A Survey on Large Language Models for Code Generation

Large Language Models (LLMs) have garnered remarkable advancements across diverse code-related tasks, known as Code LLMs, particularly in code generation that generates source code with LLM from natural language descriptions. This burgeoning field has captured significant interest from both academic researchers and industry professionals due to its practical significance in software development, e.g., GitHub Copilot. Despite the active exploration of LLMs for a variety of code tasks, either from the perspective of natural language processing (NLP) or software engineering (SE) or both, there is a noticeable absence of a comprehensive and up-to-date literature review dedicated to LLM for code generation.
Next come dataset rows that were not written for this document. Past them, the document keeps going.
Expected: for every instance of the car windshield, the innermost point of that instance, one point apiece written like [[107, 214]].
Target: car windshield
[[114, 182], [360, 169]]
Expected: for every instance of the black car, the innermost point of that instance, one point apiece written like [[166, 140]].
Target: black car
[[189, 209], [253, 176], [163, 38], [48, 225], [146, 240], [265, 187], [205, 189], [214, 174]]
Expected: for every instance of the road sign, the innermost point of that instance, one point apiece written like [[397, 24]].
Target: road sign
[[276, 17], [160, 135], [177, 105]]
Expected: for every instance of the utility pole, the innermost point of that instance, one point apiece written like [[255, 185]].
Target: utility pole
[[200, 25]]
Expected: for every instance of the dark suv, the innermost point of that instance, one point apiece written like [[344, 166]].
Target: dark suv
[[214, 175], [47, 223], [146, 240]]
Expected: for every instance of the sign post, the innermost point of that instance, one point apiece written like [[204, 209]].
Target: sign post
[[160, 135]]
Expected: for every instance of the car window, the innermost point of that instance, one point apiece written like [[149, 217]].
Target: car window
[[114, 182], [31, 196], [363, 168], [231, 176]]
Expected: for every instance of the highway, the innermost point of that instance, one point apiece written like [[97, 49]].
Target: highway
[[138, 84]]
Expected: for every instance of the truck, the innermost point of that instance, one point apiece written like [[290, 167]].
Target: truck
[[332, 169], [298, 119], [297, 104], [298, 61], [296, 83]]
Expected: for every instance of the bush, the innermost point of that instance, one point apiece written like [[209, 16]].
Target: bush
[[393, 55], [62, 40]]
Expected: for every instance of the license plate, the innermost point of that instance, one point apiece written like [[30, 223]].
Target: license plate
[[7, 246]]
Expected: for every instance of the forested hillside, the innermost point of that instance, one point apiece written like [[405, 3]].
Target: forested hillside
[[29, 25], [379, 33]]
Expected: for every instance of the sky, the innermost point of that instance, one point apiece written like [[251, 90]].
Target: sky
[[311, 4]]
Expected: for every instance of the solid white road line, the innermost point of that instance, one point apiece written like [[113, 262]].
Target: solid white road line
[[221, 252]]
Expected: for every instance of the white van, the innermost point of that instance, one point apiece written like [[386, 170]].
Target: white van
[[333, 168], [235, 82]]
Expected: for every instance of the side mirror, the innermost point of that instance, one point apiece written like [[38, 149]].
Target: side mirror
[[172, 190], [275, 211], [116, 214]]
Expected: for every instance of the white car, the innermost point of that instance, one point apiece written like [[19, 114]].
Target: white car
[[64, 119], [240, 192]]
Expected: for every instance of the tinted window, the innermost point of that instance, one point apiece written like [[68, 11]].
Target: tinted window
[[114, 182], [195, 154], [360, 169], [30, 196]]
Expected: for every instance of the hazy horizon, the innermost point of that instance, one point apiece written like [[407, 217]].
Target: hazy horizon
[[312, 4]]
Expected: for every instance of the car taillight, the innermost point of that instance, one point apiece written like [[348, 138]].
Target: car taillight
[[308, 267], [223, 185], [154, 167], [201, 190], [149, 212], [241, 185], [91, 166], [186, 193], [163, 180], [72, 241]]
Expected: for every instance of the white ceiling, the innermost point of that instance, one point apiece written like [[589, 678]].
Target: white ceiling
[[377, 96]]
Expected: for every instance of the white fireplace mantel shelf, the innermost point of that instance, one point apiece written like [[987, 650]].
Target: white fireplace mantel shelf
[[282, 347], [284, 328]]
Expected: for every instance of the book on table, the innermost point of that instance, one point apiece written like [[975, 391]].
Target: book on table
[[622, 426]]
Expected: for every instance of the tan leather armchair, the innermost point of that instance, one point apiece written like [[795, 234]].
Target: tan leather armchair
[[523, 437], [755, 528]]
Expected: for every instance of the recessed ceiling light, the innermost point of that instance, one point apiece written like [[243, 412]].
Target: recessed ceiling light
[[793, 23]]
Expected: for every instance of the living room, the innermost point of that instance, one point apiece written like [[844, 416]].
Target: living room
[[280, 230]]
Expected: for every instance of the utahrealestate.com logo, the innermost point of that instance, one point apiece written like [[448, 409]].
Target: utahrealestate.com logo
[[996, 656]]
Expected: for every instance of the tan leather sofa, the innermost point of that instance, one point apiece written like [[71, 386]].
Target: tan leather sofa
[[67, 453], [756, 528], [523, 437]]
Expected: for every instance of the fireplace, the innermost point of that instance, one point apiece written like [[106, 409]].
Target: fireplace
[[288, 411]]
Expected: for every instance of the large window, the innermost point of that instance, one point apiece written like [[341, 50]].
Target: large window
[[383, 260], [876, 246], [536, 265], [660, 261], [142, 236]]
In this survey, we aim to bridge this gap by providing a systematic literature review that serves as a valuable reference for researchers investigating the cutting-edge progress in LLMs for code generation. We introduce a taxonomy to categorize and discuss the recent developments in LLMs for code generation, covering aspects such as data curation, latest advances, performance evaluation, ethical implications, environmental impact, and real-world applications. In addition, we present a historical overview of the evolution of LLMs for code generation and offer an empirical comparison using the HumanEval, MBPP, and BigCodeBench benchmarks across various levels of difficulty and types of programming tasks to highlight the progressive enhancements in LLM capabilities for code generation. We identify critical challenges and promising opportunities regarding the gap between academia and practical development. Furthermore, we have established a dedicated resource GitHub page (https://github.com/juyongjiang/CodeLLMSurvey) to continuously document and disseminate the most recent advances in the field.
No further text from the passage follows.